Everybody on defense got better. Everybody. The line got stouter. The linebackers got more decisive. The secondary more disruptive and aggressive. It’s like something from the early Tedford days, how night and day the difference is.
I thought the key to unlocking a step forward on defense was improved line play, and to a certain extent that proved accurate and important. But while I was optimistic about improvement at linebacker and in the secondary, the magnitude of that improvement still surpassed my expectations.
What was my projection?
If Cal can find themselves a reliable field goal kicker or two, expect more of the same in terms of low risk, low reward special teams. But also steel yourself for the possibility that placekicking will be an adventure for the entire season . . . without any obviously standout specialists added to the mix, it’s hard to project any obvious areas for improvement unless each unit improves as a whole. If nothing else, kickoffs should be mostly stress free and we know we have a reliably safe punt returner.
Cal’s punting ending up being the surprise strength of Cal’s special teams.

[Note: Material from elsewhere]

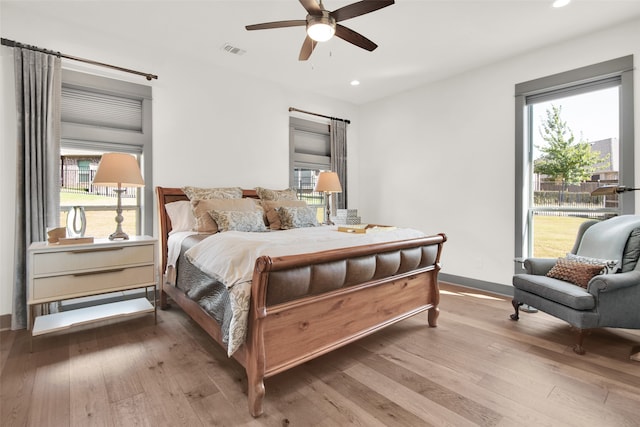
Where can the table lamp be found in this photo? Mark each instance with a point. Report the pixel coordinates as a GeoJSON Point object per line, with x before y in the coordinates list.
{"type": "Point", "coordinates": [328, 183]}
{"type": "Point", "coordinates": [118, 170]}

Steven Coutts stepped in and matched Dylan Klumph’s punt distance, and either got better hangtime or simply had a stronger coverage team around him, because Cal was better about allowing punt returns.
Meanwhile, kickoffs and kick returns were generally solid if unspectacular. Astyn Davis looked really close to breaking a kick return on multiple occasions, but only actually broke free against Idaho State.

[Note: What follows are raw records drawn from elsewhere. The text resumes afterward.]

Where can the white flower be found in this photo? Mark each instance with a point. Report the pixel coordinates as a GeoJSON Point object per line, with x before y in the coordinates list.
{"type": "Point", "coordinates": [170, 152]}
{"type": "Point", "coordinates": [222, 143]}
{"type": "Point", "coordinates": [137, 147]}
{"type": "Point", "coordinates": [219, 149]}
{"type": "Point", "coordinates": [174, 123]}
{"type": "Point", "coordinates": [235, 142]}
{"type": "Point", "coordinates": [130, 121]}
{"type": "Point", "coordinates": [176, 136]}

Cal’s biggest weakness was punt returns, where ball security issues led to some shuffling. Both Nikko Remigio and Vic Wharton managed long returns against (you guessed it) Idaho State, but Cal only averaged 4.5 yards/return against FBS opposition.
Finally, field goal kicking. Junior Greg Thomas ended up winning the pre-season open competition and ended the season a respectable 8-10 on kicks inside 40 yards. He was, unsurprisingly, more hit and miss from distance, going 4-7 between 40 and 50 yards with a long of 46. He never missed a kick in comically bad fashion, so there’s reason to think that he might be a bit more reliable next year.
All-in-all, another year of mostly low impact special teams, which I will never, ever complain about.